LOS ANGELES — News Corp. said its first-quarter net income dropped 5 percent due to the cost of closing a scandal-wracked tabloid and dropping its takeover bid for British Sky Broadcasting.
The media conglomerate, controlled by CEO Rupert Murdoch, is under fire for hacking phones in Britain.
Its net income for July through September fell to $738 million, or 28 cents per share, from $775 million, or 30 cents per share, a year ago.
Absent about $221 million in special charges, including $91 million in restructuring costs linked to the U.K. newspaper business, adjusted earnings came to 32 cents per share, beating the 29 cents per share that analysts expected on average, according to FactSet.

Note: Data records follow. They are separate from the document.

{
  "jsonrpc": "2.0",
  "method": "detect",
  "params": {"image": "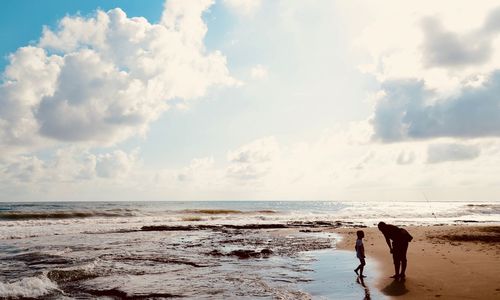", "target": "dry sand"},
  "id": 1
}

[334,225,500,299]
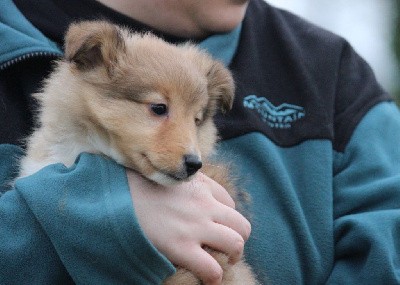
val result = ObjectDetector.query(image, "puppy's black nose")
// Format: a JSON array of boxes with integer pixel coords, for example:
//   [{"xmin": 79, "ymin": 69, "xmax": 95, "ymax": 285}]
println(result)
[{"xmin": 183, "ymin": 154, "xmax": 203, "ymax": 177}]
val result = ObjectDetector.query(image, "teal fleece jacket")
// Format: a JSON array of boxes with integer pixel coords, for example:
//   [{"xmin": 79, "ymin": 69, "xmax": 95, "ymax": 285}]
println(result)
[{"xmin": 0, "ymin": 0, "xmax": 400, "ymax": 284}]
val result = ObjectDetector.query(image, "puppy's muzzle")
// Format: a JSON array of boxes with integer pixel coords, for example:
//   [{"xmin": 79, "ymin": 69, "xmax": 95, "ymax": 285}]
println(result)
[{"xmin": 183, "ymin": 154, "xmax": 203, "ymax": 177}]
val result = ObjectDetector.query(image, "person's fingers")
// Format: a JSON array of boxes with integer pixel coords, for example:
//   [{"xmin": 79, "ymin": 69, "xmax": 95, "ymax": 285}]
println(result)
[
  {"xmin": 177, "ymin": 247, "xmax": 223, "ymax": 285},
  {"xmin": 196, "ymin": 173, "xmax": 235, "ymax": 208},
  {"xmin": 213, "ymin": 205, "xmax": 251, "ymax": 241},
  {"xmin": 203, "ymin": 224, "xmax": 244, "ymax": 264}
]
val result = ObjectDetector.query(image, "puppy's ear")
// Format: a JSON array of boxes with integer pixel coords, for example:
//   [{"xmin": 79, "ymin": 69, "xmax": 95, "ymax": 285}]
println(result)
[
  {"xmin": 207, "ymin": 62, "xmax": 235, "ymax": 113},
  {"xmin": 65, "ymin": 21, "xmax": 125, "ymax": 72}
]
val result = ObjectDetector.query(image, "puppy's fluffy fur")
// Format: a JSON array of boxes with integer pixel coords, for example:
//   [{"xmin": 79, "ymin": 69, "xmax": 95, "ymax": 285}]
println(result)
[{"xmin": 19, "ymin": 21, "xmax": 256, "ymax": 285}]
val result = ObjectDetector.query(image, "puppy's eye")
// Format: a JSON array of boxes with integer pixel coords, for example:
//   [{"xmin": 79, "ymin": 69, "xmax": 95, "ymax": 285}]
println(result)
[{"xmin": 150, "ymin": 104, "xmax": 168, "ymax": 116}]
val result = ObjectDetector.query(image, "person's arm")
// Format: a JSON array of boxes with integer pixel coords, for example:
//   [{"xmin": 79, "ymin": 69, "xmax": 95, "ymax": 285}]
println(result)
[
  {"xmin": 0, "ymin": 145, "xmax": 174, "ymax": 284},
  {"xmin": 0, "ymin": 145, "xmax": 250, "ymax": 284},
  {"xmin": 328, "ymin": 102, "xmax": 400, "ymax": 284}
]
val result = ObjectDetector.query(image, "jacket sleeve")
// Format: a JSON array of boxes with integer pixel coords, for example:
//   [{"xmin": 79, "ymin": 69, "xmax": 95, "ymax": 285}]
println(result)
[
  {"xmin": 328, "ymin": 102, "xmax": 400, "ymax": 284},
  {"xmin": 0, "ymin": 145, "xmax": 175, "ymax": 284}
]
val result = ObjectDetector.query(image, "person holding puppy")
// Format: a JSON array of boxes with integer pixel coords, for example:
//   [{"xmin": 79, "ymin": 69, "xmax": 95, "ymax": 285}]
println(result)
[{"xmin": 0, "ymin": 0, "xmax": 400, "ymax": 284}]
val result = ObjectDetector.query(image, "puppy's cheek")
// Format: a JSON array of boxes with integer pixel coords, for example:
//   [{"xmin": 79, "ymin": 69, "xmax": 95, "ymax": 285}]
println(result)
[{"xmin": 198, "ymin": 121, "xmax": 217, "ymax": 158}]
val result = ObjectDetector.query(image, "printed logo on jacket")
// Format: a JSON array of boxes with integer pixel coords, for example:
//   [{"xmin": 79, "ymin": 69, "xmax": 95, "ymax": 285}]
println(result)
[{"xmin": 243, "ymin": 95, "xmax": 306, "ymax": 129}]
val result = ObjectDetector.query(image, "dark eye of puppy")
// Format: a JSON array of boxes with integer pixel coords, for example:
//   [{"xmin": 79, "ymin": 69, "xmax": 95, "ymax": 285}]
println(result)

Revenue grew 7 percent to $7.96 billion, helped by higher fees for pay TV channels like Fox News and the successful movie "Rise of the Planet of the Apes." That also beat the $7.63 billion expected by analysts.
Advertising revenue at its domestic pay TV channels such as FX grew 13 percent for the quarter. That topped the 9 percent advertising growth at media rival Time Warner Inc.'s Turner networks and the 11 percent adjusted growth at Discovery Communications Inc., which operates channels such as Discovery and Animal Planet.
"It's in line with Discovery, some of the best companies in the group," said media company analyst Vasily Karasyov with Susquehanna Financial Group. "It's a good quarter, definitely."
The company said Wednesday that it remains on track for higher adjusted operating income in the fiscal year that ends next June by "low to mid-teen" percentages from the $4.98 billion it posted last year.
News Corp.'s shares rose 30 cents, or 1.8 percent, to $17.20 in after-hours trading following the release of its earnings. The shares had closed up 21 cents, or 1.3 percent, at $16.90 in the regular session.
Murdoch, the 80-year-old CEO who controls News Corp. through a family trust that owns nearly 40 percent of the voting shares, did not participate in a conference call to take questions from analysts and journalists.
Earlier Wednesday, Vanity Fair previewed an article which said Rupert Murdoch had asked his son James, the company's heir apparent, to take a leave amid the phone hacking scandal this summer, before changing his mind after a sleepless night. The story appears in Vanity Fair's December issue, which hits newsstands on Thursday.
Chief Operating Officer Chase Carey said Wednesday that the company had no plans to oust James Murdoch, who is currently the No. 3 at the company as its deputy chief operating officer.
"We have great confidence in James," Carey said. "James has done a good job and we are not contemplating any changes."
Carey said, however, that the board takes "seriously" a protest vote by a majority of voting shareholders not affiliated with the family against the re-election of Murdoch's sons James and Lachlan to the board.
"The board continues to evolve," he said. "We're proactively looking for feedback from our shareholders."
James Murdoch, as former head of News Corp.'s European and Asian operations, has come under increasing pressure over his handling of the affair and is due to testify before British lawmakers for a second time on Nov. 10.
Analyst Thomas Eagan with Collins Stewart said investors have learned to shrug off a string of damaging headlines related to the scandal and pointed to the company's improved TV channel profit margins, especially compared to decreased TV profits at Time Warner.
Any management shake-up would benefit Carey, a Wall Street darling who helped build DirecTV into a satellite TV powerhouse, Eagan said.
Carey re-joined News Corp. as COO in 2009 and since then, he's helped the company quickly sell money-losing social networking site Myspace and institute a $5 billion share buyback plan that is more than one-third complete.
"He's already changed management's perspective at News Corp. in the short time he's been there," Eagan said. "If there's any change in the management structure, it'll likely be a positive for Chase Carey, which the Street would like."